[slurm-dev] Re: Ressouces allocation problem

David Roman Mon, 01 Feb 2016 04:10:46 -0800

The both nodes are the same. They are virtual machine (VMWARE) to do some tests.


[root@slurm_node1 ~]#   lscpu 
Architecture:          x86_64
CPU op-mode(s):        32-bit, 64-bit
Byte Order:            Little Endian
CPU(s):                8
On-line CPU(s) list:   0-7
Thread(s) per core:    1
Core(s) per socket:    4
Socket(s):             2
NUMA node(s):          1
Vendor ID:             GenuineIntel
CPU family:            6
Model:                 62
Stepping:              4
CPU MHz:               2593.500
BogoMIPS:              5187.00
Hypervisor vendor:     VMware
Virtualization type:   full
L1d cache:             32K
L1i cache:             32K
L2 cache:              256K
L3 cache:              15360K
NUMA node0 CPU(s):     0-7



 

-----Message d'origine-----
De : Benjamin Redling [mailto:[email protected]] 
Envoyé : vendredi 29 janvier 2016 21:31
À : slurm-dev <[email protected]>
Objet : [slurm-dev] Re: Ressouces allocation problem


On 2016-01-29 17:04, David Roman wrote:
> My problem is simple. I have 2 nodes, each  with 8 cpus. I can use at the 
> same time a maximum of 16 cpus. In the first case Job_A use 8 cpus and Job_B 
> wait to use 16 cpus. But, in the other case, Job_B use 16 cpus, and Job_A use 
> 8 cpus in the same time. But 16+8 = 24 and it is great than 16 !

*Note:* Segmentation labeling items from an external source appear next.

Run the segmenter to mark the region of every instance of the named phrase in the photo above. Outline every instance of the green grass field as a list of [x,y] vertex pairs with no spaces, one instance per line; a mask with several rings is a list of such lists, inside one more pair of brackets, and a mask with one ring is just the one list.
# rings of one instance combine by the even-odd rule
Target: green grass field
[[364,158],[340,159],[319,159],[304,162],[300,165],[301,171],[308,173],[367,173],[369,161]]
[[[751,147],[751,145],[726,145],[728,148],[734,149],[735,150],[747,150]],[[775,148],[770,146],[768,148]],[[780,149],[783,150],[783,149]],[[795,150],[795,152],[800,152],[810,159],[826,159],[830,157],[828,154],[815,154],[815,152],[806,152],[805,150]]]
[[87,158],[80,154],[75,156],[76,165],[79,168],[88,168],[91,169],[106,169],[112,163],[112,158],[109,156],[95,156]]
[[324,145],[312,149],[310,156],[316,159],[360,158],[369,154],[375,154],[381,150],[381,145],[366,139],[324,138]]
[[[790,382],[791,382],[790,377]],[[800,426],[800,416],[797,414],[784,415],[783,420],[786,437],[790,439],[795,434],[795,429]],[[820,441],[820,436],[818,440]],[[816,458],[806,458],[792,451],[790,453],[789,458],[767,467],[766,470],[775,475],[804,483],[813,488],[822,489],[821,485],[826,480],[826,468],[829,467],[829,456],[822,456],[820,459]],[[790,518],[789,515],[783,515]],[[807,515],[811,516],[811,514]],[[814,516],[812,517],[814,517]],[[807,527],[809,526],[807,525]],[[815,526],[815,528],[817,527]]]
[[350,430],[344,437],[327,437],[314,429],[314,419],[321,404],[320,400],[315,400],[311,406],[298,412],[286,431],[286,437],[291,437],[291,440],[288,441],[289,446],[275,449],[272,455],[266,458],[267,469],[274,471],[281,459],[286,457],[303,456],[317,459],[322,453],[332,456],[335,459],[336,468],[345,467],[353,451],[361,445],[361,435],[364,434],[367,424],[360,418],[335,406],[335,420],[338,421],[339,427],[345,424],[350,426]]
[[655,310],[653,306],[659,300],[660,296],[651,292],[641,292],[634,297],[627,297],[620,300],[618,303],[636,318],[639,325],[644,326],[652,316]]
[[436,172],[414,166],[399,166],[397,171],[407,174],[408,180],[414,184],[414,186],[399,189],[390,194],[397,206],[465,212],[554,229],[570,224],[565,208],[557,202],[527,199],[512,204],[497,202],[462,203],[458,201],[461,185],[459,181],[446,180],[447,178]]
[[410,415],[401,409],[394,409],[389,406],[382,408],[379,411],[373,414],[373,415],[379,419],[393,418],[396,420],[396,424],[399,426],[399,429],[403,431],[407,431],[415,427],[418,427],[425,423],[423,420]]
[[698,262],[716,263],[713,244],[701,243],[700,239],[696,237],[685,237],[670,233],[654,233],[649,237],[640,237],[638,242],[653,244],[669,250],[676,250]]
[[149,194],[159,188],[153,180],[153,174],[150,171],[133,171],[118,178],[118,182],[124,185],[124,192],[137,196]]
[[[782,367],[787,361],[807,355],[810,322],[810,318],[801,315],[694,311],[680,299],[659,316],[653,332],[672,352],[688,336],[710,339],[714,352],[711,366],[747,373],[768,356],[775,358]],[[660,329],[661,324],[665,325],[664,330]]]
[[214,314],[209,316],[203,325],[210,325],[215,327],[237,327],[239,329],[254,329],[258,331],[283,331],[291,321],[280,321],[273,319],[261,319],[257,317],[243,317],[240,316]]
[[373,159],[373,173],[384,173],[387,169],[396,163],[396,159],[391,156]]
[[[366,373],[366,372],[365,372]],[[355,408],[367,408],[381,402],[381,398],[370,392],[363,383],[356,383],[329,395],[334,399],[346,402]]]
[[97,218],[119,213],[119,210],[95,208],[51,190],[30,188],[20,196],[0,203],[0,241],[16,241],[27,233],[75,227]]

Can you cat /proc/cpuinfo -- I still think one of the nodes might not fit your 
configuration.

As I tried to explain: depending on your real hardware Fastschedule=0 will 
consider this and not your configuration and suddenly the sequence of job 
submission is relevant.

Anyway can you have a look via scontrol show -d job <jobidA> and scontrol show 
<jobidA> into details of both running jobs. For a quick glimpse.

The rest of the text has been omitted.